Biomass-derived activated carbon supported ZnO nanocomposite synthesized via Averrhoa carambola leaf extract for the adsorption of methylene blue dye from aqueous solution

This study presents a biomass-driven green approach for wastewater treatment. It allied the potential of Averrhoa carambola L. (star fruit) leaf extract, a readily available plant-based resource, to facilitate the synthesis of activated carbon-loaded zinc oxide (AC@ZnO). This biomass-mediated synthesis offers a more sustainable and environmentally benign route compared to traditional chemical methods for nanomaterial production.
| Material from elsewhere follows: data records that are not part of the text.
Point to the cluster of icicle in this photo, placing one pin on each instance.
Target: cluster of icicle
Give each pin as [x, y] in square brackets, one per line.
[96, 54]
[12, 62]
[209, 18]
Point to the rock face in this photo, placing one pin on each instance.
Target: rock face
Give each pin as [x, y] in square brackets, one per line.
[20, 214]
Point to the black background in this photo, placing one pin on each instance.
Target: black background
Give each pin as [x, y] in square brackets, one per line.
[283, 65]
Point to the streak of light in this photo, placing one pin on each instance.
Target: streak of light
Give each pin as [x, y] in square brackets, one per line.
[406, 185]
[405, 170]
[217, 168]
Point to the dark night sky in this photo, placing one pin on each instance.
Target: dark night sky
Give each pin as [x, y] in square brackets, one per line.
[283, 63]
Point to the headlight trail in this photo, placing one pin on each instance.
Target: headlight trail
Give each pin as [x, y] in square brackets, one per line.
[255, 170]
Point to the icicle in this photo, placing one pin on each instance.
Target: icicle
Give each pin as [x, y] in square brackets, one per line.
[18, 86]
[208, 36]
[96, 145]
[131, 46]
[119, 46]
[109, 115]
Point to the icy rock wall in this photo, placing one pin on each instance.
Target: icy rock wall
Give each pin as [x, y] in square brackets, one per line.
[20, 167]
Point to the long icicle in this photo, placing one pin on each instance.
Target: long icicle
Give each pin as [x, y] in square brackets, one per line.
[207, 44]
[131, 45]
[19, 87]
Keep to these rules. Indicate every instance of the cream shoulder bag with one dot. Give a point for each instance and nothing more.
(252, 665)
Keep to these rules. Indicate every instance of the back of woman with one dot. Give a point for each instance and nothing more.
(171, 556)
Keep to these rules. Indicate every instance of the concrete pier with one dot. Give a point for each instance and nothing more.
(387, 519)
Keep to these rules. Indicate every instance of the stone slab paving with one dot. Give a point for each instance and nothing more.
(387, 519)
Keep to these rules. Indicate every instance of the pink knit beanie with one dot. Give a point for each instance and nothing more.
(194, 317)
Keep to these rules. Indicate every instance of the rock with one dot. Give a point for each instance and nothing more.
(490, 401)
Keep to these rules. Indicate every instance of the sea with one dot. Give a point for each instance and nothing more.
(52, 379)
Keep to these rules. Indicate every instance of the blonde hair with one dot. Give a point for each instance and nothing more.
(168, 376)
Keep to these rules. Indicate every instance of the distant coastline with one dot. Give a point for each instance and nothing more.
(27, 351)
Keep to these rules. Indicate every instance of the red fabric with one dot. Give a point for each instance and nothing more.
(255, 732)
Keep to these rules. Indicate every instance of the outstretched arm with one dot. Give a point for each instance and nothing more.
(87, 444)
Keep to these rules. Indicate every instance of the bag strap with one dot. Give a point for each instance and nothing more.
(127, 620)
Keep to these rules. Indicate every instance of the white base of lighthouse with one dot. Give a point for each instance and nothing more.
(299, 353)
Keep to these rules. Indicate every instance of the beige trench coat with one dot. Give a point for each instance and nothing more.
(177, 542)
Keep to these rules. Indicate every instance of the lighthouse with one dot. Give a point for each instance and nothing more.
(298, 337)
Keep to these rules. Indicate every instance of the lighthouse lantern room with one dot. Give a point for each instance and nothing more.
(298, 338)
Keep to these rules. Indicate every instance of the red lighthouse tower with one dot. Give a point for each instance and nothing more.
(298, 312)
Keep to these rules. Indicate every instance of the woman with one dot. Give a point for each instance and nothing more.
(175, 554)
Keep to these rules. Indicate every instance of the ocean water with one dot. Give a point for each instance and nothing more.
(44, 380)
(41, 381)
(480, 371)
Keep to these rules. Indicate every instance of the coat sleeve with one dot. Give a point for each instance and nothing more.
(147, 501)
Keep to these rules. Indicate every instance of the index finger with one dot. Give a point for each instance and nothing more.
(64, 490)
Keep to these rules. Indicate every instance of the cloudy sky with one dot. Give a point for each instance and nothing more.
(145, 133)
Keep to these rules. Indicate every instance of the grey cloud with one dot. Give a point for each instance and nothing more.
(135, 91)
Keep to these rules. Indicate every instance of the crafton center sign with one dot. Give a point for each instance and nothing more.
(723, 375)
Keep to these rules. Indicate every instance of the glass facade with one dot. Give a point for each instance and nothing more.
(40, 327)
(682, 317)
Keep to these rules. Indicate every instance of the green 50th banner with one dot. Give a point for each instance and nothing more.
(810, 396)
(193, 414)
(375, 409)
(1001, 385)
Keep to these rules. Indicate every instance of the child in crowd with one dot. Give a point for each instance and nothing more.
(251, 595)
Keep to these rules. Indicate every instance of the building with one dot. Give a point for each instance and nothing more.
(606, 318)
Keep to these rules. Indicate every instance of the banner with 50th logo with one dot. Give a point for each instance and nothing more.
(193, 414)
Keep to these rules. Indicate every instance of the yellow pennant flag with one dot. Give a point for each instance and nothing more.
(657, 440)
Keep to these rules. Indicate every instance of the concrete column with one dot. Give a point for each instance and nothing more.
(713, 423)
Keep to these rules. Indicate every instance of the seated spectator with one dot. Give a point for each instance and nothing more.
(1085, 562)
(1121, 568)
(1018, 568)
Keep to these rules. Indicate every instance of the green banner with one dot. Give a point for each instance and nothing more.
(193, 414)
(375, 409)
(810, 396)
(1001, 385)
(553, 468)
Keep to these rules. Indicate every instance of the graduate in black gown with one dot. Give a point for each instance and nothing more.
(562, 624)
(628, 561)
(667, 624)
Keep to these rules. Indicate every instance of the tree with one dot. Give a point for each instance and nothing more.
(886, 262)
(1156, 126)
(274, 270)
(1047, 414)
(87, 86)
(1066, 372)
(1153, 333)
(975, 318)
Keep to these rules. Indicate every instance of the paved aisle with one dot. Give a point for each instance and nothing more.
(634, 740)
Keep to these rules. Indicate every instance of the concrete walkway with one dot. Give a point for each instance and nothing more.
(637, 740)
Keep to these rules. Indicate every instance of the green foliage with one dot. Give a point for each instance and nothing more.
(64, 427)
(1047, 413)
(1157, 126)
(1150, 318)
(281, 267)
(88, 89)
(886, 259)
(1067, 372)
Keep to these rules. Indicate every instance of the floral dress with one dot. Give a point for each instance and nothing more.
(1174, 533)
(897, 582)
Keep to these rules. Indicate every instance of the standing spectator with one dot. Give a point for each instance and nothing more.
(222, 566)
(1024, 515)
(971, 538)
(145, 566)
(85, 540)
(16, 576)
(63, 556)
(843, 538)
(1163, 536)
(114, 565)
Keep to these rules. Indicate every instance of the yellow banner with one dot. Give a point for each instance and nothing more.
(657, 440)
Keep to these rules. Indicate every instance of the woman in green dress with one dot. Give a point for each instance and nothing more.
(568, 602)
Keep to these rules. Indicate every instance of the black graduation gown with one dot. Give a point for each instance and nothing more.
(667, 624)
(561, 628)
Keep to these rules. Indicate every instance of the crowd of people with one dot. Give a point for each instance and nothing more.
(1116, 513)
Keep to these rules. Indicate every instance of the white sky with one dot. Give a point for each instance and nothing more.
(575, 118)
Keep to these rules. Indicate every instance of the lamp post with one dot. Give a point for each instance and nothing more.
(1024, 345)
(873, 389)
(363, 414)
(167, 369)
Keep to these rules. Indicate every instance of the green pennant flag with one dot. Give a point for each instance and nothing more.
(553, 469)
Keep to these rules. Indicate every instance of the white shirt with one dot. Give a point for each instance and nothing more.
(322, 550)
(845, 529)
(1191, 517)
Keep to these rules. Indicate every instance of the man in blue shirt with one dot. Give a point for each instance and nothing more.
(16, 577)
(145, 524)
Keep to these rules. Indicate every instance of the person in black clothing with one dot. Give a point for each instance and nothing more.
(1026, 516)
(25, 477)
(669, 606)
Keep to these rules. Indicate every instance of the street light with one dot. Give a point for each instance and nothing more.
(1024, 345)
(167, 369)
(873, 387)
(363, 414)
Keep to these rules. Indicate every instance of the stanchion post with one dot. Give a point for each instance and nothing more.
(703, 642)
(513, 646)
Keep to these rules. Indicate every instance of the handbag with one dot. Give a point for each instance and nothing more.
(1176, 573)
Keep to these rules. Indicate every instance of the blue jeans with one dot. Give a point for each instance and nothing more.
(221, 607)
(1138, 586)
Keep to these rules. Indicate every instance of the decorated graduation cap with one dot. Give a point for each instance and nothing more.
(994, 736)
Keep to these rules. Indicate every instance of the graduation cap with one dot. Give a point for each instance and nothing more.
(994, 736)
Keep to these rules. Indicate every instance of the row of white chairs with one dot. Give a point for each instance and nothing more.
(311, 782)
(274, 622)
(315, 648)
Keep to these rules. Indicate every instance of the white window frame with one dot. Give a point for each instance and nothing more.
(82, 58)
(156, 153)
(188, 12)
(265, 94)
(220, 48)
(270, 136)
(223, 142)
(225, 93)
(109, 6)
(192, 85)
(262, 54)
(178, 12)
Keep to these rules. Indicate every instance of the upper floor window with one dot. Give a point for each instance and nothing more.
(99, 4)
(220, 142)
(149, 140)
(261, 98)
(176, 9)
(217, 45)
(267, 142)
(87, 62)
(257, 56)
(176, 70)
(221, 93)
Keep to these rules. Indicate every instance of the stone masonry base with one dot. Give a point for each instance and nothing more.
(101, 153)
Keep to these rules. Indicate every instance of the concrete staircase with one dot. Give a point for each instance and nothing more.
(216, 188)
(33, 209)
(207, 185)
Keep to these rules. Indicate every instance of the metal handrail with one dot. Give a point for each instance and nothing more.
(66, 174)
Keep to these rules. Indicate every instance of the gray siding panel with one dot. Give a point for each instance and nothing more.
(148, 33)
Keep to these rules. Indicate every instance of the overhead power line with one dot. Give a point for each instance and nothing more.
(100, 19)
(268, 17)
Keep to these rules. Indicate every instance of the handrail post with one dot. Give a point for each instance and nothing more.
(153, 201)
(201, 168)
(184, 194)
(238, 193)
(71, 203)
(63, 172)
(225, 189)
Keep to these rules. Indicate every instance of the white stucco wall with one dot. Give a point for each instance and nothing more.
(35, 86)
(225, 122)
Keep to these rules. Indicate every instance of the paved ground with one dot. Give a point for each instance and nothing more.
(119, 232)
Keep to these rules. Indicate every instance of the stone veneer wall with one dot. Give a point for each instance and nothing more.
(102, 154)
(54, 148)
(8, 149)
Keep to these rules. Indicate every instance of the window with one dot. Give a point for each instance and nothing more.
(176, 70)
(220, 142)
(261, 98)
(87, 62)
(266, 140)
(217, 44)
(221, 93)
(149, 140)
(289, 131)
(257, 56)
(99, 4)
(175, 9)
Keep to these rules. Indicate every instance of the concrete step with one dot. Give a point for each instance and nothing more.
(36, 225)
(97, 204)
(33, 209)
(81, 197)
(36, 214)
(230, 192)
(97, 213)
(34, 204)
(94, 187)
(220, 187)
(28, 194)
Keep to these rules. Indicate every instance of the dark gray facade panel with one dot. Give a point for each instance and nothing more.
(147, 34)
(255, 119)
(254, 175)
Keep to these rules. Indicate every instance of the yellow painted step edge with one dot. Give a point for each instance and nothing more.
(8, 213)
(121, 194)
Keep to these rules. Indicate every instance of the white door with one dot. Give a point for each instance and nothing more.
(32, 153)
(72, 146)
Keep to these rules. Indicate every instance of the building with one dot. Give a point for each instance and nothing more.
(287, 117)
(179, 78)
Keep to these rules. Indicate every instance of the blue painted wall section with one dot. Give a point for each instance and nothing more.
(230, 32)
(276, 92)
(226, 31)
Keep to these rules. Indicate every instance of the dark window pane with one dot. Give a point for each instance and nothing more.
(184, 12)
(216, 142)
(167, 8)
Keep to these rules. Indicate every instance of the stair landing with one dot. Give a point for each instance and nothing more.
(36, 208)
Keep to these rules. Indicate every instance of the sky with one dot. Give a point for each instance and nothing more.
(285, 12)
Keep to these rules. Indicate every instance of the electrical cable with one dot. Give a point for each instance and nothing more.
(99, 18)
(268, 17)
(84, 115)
The study precisely evaluated the material's performance through both photocatalytic degradation and adsorption. Characterization X-ray diffraction and FTIR confirmed the successful formation of Zinc Oxide (ZnO) and AC@ZnO. A batch adsorption process was employed, systematically varying contact time, biosorbent dosage, dye concentration, and pH to assess their impact on adsorption capacities. Results indicated that MB adsorption was more effective in an alkaline pH environment. Adsorption kinetics were best described by the Boyd, intraparticle diffusion, and pseudo-second-order kinetic models. Equilibrium data fit well with the Harkins-Jura, Freundlich, D-R, and Langmuir isotherm models. Notably, AC@ZnO demonstrated superior photocatalytic activity compared to ZnO, highlighting the synergistic effect of ZnO and activated carbon. This research successfully demonstrates the efficacy of a biomass-enabled AC@ZnO nanocomposite as a promising material for the removal of MB dye from wastewater, showcasing the potential of integrating plant-derived resources into advanced nanomaterials for sustainable environmental applications.